DuPont said it was "confident" in long-term prospects for agriculture despite a quadrupling in losses at its farm division, hurt by a reduced share of the US soybean market, besides by the weak Brazilian real.
The US conglomerate, for which the July-to-September quarter is typically a weak one for its agrichemicals and seeds division, reported a particularly soft performance this time, with operating profits hitting $210m, up from $56m as year before.
The decline, on revenues down 30% at $1.09bn, was attributed largely to the weakness of the Brazilian real, which has discouraged farmers in the South American agricultural powerhouse from buying imported crop inputs, besides cutting the value in dollar terms of DuPont's takings in the country.
"Demand for seed and crop protection products, primarily in Brazil, further weakened in the quarter impacted by macroeconomic and competitive pressures," said DuPont, owner of the Pioneers seeds business.
"In Brazil, where the planting season is in progress, tighter farmer profit margins and credit are causing growers to be more cautious in their spending."
The comments echoed those from peers such as FMC Corp and Syngenta which have also highlighted setbacks in Brazil.
However, DuPont also unveiled a particular setback, in weaker volumes of soybean seeds despite higher sowings of the oilseed in the US this year and forecast in Brazil too – not least because, in fixing its own nitrogen, it is far less expensive crop to grow than corn, its main rival for acres.
"Soybean seed volumes were lower in Brazil and in North America where adverse weather for late-season planting lowered area expectations," the group said.
"We did lose a couple of points of North America market share in soybeans."
And DuPont forecast continued operating losses in the current, October-to-December period, which is usually a stronger for the agriculture division, which last year reported earnings of $134m for the period.
"We expect strong headwinds from macroeconomic and competitive pressures to continue," the group said, forecasting a percentage decline of "low teens" in divisional sales, and an operating loss of "about $100m".
"Local pricing gains are expected to be more than offset by currency, lower crop protection volumes in Brazil, and the continued impact of the shutdown of LaPorte," an insecticide plant in Texas where four workers were killed by a chemicals leak a year ago.
However, DuPont said that it "while markets remain challenging, we are confident in long-term growth in demand for agricultural products", and in the group's pipeline of seed and agrichemicals products.
The group flagged prospects for its Cyazpyr insecticide, which has received approval by "additional countries", and the prospective launches of its Zorvec fungicide and Pyraxalt rice pesticide.
And in seeds, the group highlighted an "aggressive ramp-up plan" for corn seed in Brazil, and in the US for new soybean seed too.

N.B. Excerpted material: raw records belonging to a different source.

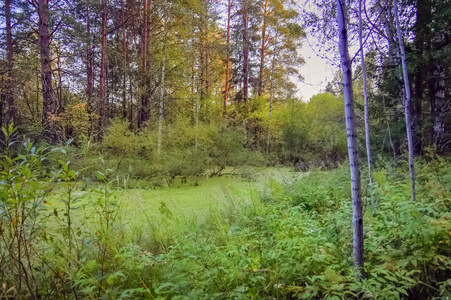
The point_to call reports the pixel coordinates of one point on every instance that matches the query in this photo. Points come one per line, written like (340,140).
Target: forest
(164,149)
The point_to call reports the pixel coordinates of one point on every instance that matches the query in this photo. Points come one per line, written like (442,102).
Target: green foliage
(293,241)
(314,133)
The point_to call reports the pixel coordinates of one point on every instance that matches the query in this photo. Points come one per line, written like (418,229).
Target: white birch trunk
(365,96)
(406,99)
(357,216)
(162,94)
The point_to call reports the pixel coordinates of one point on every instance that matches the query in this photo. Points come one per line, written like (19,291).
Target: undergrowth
(292,241)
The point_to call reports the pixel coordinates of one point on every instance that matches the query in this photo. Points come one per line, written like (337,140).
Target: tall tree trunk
(406,99)
(145,109)
(124,76)
(365,96)
(226,92)
(46,67)
(162,86)
(102,68)
(89,62)
(357,216)
(271,91)
(246,54)
(263,48)
(9,57)
(438,109)
(207,50)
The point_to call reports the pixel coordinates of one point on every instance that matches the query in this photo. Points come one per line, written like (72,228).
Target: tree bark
(89,62)
(124,76)
(263,48)
(246,54)
(102,68)
(439,106)
(145,109)
(357,218)
(46,68)
(162,86)
(406,99)
(365,96)
(10,64)
(226,92)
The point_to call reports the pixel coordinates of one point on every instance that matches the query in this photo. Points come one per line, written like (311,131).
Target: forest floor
(185,198)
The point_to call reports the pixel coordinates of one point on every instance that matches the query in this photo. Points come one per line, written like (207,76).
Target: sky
(317,71)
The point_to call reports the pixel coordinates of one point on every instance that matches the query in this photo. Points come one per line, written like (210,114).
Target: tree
(102,68)
(226,88)
(406,99)
(357,216)
(10,64)
(46,67)
(365,95)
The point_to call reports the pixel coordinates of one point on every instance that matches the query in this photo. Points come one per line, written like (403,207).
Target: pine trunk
(145,109)
(406,99)
(357,216)
(102,68)
(89,61)
(9,57)
(46,67)
(162,89)
(263,48)
(226,92)
(124,50)
(246,55)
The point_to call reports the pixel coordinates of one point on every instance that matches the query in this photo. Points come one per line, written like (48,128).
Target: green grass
(185,199)
(195,198)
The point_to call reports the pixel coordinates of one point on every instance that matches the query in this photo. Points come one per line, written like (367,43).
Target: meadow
(269,234)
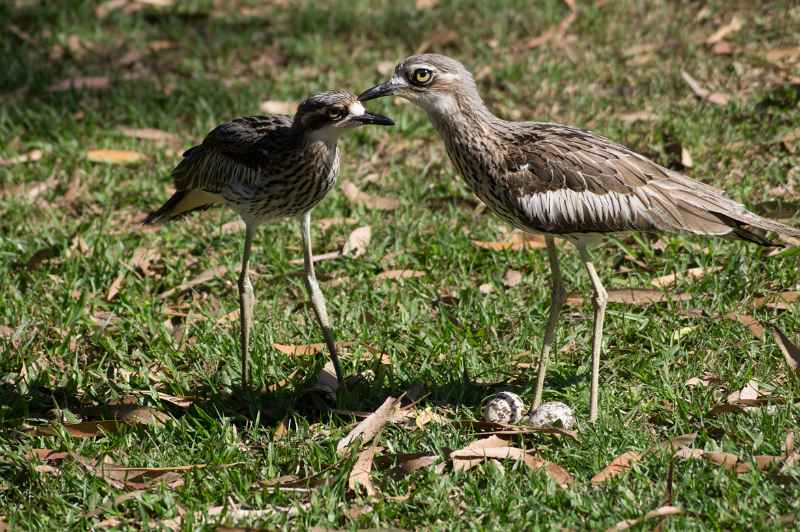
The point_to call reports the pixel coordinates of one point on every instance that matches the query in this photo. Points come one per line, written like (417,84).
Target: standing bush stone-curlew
(562,182)
(268,167)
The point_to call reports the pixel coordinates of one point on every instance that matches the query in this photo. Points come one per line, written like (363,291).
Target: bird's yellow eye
(336,114)
(422,76)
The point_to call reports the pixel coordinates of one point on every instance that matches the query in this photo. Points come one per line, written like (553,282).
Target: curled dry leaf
(398,275)
(496,448)
(275,107)
(731,27)
(370,426)
(95,83)
(781,301)
(115,156)
(664,511)
(360,474)
(634,296)
(371,201)
(147,133)
(357,242)
(690,274)
(519,240)
(30,157)
(790,351)
(202,278)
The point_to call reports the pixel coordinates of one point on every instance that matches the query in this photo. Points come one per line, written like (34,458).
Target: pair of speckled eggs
(509,408)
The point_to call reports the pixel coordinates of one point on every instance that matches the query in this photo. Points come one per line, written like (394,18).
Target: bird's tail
(182,203)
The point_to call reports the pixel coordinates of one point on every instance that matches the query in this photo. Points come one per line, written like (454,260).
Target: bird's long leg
(600,300)
(317,299)
(557,297)
(246,301)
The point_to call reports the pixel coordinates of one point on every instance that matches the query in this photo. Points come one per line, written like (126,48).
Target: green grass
(438,330)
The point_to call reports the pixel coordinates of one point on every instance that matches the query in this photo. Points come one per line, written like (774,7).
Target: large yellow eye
(422,76)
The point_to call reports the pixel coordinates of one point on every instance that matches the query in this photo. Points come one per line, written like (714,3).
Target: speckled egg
(503,407)
(552,414)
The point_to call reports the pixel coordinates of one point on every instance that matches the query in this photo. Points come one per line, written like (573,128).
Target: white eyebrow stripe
(356,109)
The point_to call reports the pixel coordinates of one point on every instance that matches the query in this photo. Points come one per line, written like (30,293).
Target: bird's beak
(384,89)
(373,118)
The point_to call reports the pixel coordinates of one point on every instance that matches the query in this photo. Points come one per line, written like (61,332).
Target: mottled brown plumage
(562,181)
(267,167)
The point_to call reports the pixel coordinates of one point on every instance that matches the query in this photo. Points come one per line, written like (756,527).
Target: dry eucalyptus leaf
(634,296)
(664,511)
(360,474)
(115,156)
(147,133)
(519,240)
(275,107)
(398,275)
(371,201)
(30,157)
(370,426)
(731,27)
(95,83)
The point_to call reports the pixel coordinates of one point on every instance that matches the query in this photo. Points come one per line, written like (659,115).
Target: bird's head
(327,115)
(432,81)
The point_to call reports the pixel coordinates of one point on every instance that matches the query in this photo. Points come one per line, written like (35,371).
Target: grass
(65,347)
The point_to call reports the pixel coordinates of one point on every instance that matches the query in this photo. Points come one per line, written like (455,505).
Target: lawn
(102,319)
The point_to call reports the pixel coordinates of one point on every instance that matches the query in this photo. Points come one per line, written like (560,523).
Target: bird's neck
(463,115)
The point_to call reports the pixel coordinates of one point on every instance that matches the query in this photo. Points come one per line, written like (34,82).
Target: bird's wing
(230,153)
(567,180)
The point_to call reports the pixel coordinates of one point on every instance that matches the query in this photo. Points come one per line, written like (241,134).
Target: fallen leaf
(781,301)
(299,350)
(357,242)
(664,511)
(790,351)
(115,156)
(494,447)
(634,296)
(30,157)
(156,135)
(398,275)
(691,274)
(778,54)
(87,429)
(512,278)
(617,466)
(519,240)
(202,278)
(370,426)
(275,107)
(370,201)
(360,474)
(731,27)
(95,83)
(755,327)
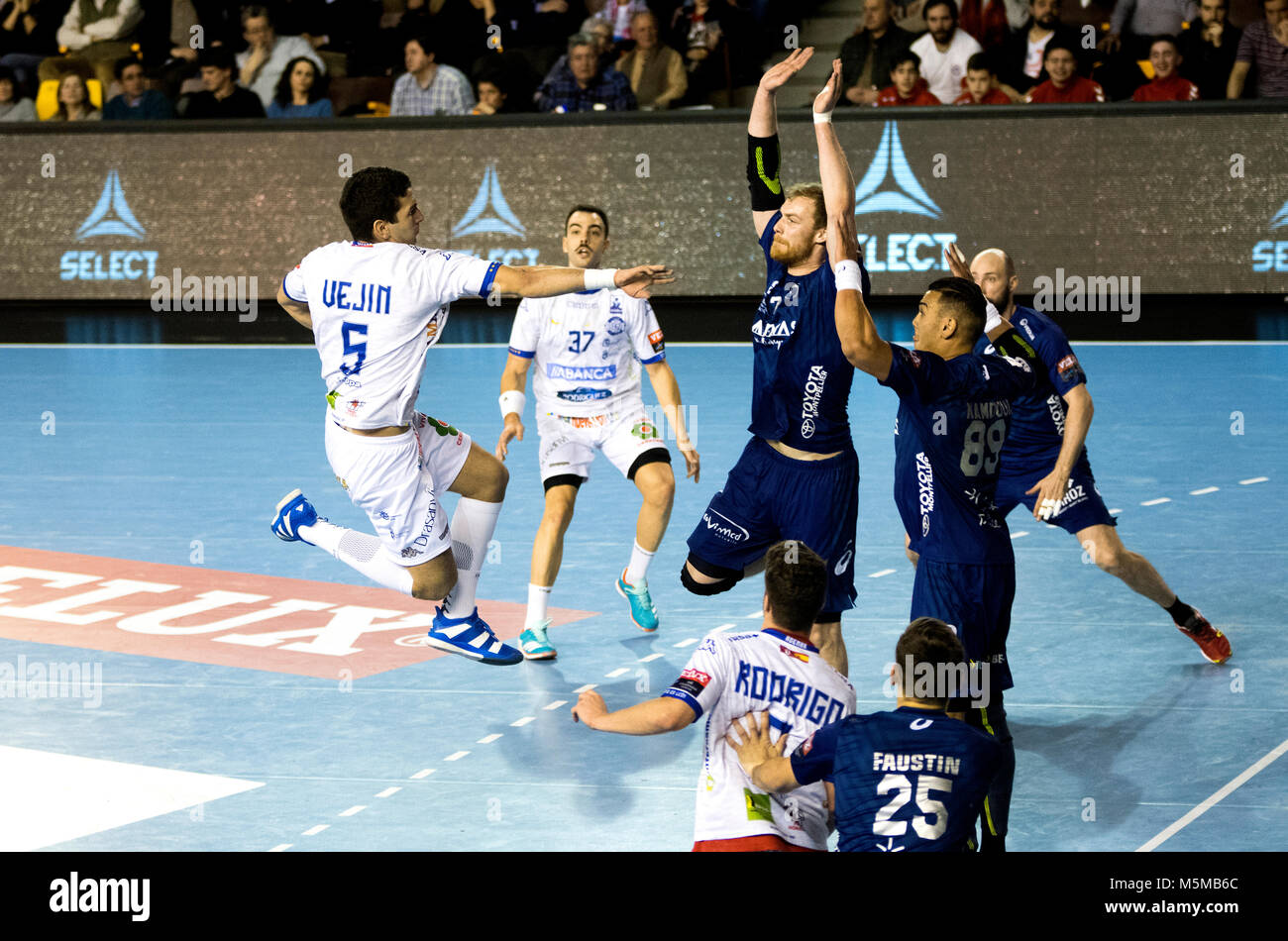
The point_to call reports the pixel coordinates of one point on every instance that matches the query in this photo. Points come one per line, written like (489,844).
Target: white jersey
(587,347)
(730,675)
(376,309)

"We are very excited about what growers are experiencing this harvest season with our newest classes of T Series soybeans which we expect to represent about 80% of next year's sales volume."
The comments came as the group overall reported operating earnings of $117m for the July-to-September quarter, a drop of 67% year on year, on revenues down 17% at $4.87bn.
"We are not pleased with our results this quarter," said Nick Fanandakis, the DuPont finance director.
However, the earnings, at $0.13 per share, exceeded market expectations of a $0.10-per-share result.
DuPont shares stood 1.9% higher at $61.51 in morning deals in New York.